2. And We Know Why This Guy is in Jail
An inmate filed a $5 million lawsuit against himself (he claimed that he violated his own civil rights by getting arrested) — then asked the state to pay because he has no income in jail.
He said, “I want to pay myself $5 million dollars, but ask the state to pay it on my behalf since I can’t work and am a ward of the state.” The judge was not impressed by his ingenuity, and dismissed the suit as frivolous.
3. Clear Proof That Dogs Are Smarter Than People
A minister and his wife sued a guide-dog school for $160,000 after a blind man learning to use a seeing-eye dog trod on the woman’s toes in a shopping mall. Southeastern Guide Dogs Inc., a 13-year old guide-dog school and the only one of its kind in the Southeast, raises and trains seeing-eye dogs at no cost to the visually impaired. The school is located about 35 miles south of Tampa.
The lawsuit was brought by Carolyn Christian and her husband, the Rev. William Christian. Each sought $80,000. The couple filed suit 13 months after Ms Christian’s toe was stepped on and reportedly broken by a blind man who was learning to use his new guide dog, Freddy, under the supervision of an instructor. They were practicing at a shopping mall. According to witnesses, Ms Christian made no effort to get out of the blind man’s way because she “wanted to see if the dog would walk around me”.
4. Can You Put A Warning Label on Dumb?
A college student in Idaho decided to “moon” someone from his 4th story dorm room window. He lost his balance, fell out of his window, and injured himself in the fall. Now the student expects the University to take the fall; he is suing them for “not warning him of the dangers of living on the 4th floor”.

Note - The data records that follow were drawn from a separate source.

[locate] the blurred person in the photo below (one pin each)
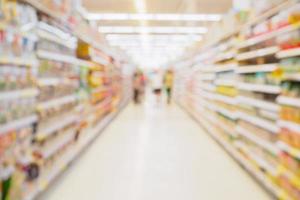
(168, 84)
(157, 85)
(137, 86)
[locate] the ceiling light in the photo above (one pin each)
(140, 6)
(158, 29)
(173, 37)
(141, 15)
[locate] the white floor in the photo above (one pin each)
(151, 153)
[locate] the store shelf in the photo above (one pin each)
(225, 82)
(291, 77)
(270, 12)
(225, 56)
(41, 6)
(225, 112)
(263, 164)
(268, 36)
(53, 38)
(257, 140)
(17, 94)
(63, 58)
(288, 53)
(56, 126)
(17, 124)
(72, 154)
(256, 68)
(268, 51)
(57, 102)
(28, 61)
(289, 125)
(224, 68)
(258, 175)
(207, 77)
(270, 89)
(289, 149)
(218, 97)
(290, 101)
(67, 138)
(258, 103)
(207, 87)
(257, 121)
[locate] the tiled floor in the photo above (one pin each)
(155, 153)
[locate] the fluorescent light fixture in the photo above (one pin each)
(153, 17)
(173, 37)
(151, 29)
(140, 6)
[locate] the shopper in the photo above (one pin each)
(168, 84)
(137, 86)
(157, 84)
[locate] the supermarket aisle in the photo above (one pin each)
(155, 154)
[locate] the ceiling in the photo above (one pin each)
(159, 6)
(146, 50)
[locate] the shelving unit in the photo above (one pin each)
(60, 104)
(249, 102)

5. But, They Promised Beautiful Women
A man sued Anheuser-Busch for $10,000 for false advertising. He claimed that he suffered physical and mental injury and emotional distress from the implicit promises in the advertisements. When he drank the beverage, success with women did not come true for him plus, he got sick. The Michigan Court of Appeals affirmed a lower-court decision dismissing the case.

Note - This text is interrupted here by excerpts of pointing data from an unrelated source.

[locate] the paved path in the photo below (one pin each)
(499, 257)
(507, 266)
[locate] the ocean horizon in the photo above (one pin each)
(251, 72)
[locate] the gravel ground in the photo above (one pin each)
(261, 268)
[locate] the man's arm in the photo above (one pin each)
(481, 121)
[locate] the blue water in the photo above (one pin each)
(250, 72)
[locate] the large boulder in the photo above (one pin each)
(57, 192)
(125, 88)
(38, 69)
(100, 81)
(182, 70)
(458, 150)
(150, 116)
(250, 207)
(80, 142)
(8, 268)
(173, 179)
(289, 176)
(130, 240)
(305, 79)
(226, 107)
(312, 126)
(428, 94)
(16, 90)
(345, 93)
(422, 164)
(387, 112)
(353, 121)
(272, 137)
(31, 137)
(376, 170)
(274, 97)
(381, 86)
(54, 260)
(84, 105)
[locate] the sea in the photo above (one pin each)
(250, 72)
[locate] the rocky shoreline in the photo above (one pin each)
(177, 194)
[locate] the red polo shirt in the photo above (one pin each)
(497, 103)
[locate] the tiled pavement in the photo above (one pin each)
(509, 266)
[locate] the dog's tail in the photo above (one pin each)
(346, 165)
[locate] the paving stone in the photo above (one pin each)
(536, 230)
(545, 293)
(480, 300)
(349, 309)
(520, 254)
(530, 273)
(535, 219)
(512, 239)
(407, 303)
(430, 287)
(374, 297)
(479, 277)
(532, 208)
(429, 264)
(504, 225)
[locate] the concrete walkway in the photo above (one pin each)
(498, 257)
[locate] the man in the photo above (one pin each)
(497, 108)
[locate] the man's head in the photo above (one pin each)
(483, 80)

6. Does Missing the NFL Playoffs Violate the 8th Amendment?
An inmate, calling himself a sports fanatic, complained that, as a result of cruel and unusual punishment, he was forced to miss the NFL playoffs, especially between Miami and San Diego, San Diego and Pittsburgh, and
Dallas and San Francisco.
7. I Swear, I Have Never Seen That Kid Before
Kathleen Robertson of Austin, Texas was awarded $80,000 by a jury of her peers after breaking her ankle tripping over a toddler who was running inside a furniture store. The store owners were understandably surprised by the verdict, considering the running toddler was her own son.

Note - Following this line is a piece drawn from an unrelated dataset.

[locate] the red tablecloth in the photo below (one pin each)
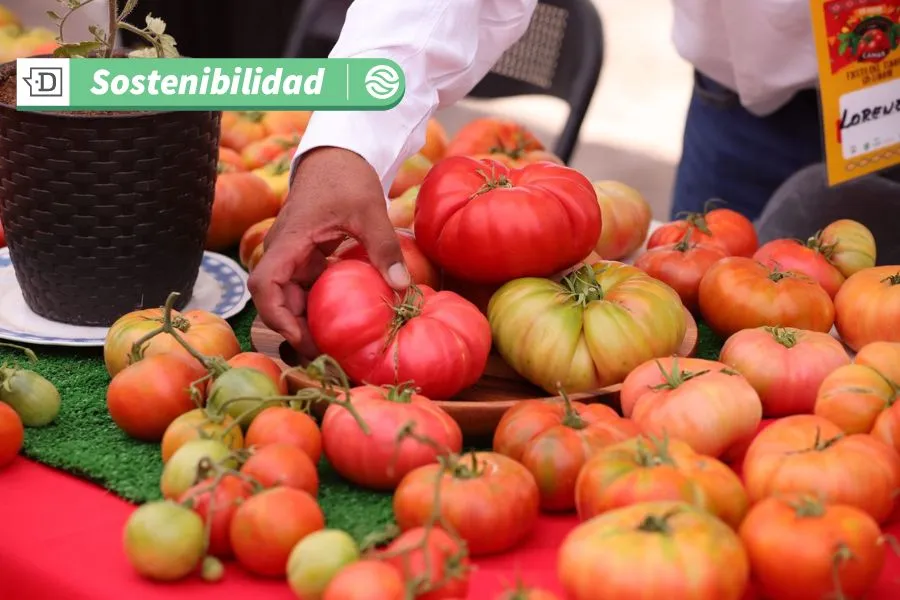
(60, 539)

8. But I Had A Really Good Reason For Throwing It
Amber Carson of Lancaster, Pennsylvania because a jury ordered a Philadelphia restaurant to pay her $113,500 after she slipped on a spilled soft drink and broke her tailbone. The reason the soft drink was on the floor: Ms. Carson had thrown it at her boyfriend 30 seconds earlier during an argument.
9. But You Should Have Let Me Rob You
A convicted bank robber on parole entered a bank, went up to the teller, and said, “Give me the money. I’ve got a bomb.” The bank teller did as instructed, except that hidden in the rolls of money turned over to the robber was an anti-robbery device that released tear gas. The device functioned as intended .. and the robber sued the bank.
10. It’s a Medical Issue
A Florida woman is suing Walt Disney World for banning her from its Tower of Terror ride, saying riding it is a medical necesity. Denise Mooty says the “G-forces of going up and down” the 199-foot thrill ride help break up fibrous adhesions in her abdomen. Disney, she says, had decided to limit her to four rides a week, far fewer than the dozens her doctor has ordered. Mooty was then banned, Disney says, “for causing a disturbance within the presence of other guests and using foul language toward a Cast Member.”
I will bring you more absurd lawsuits at a later date.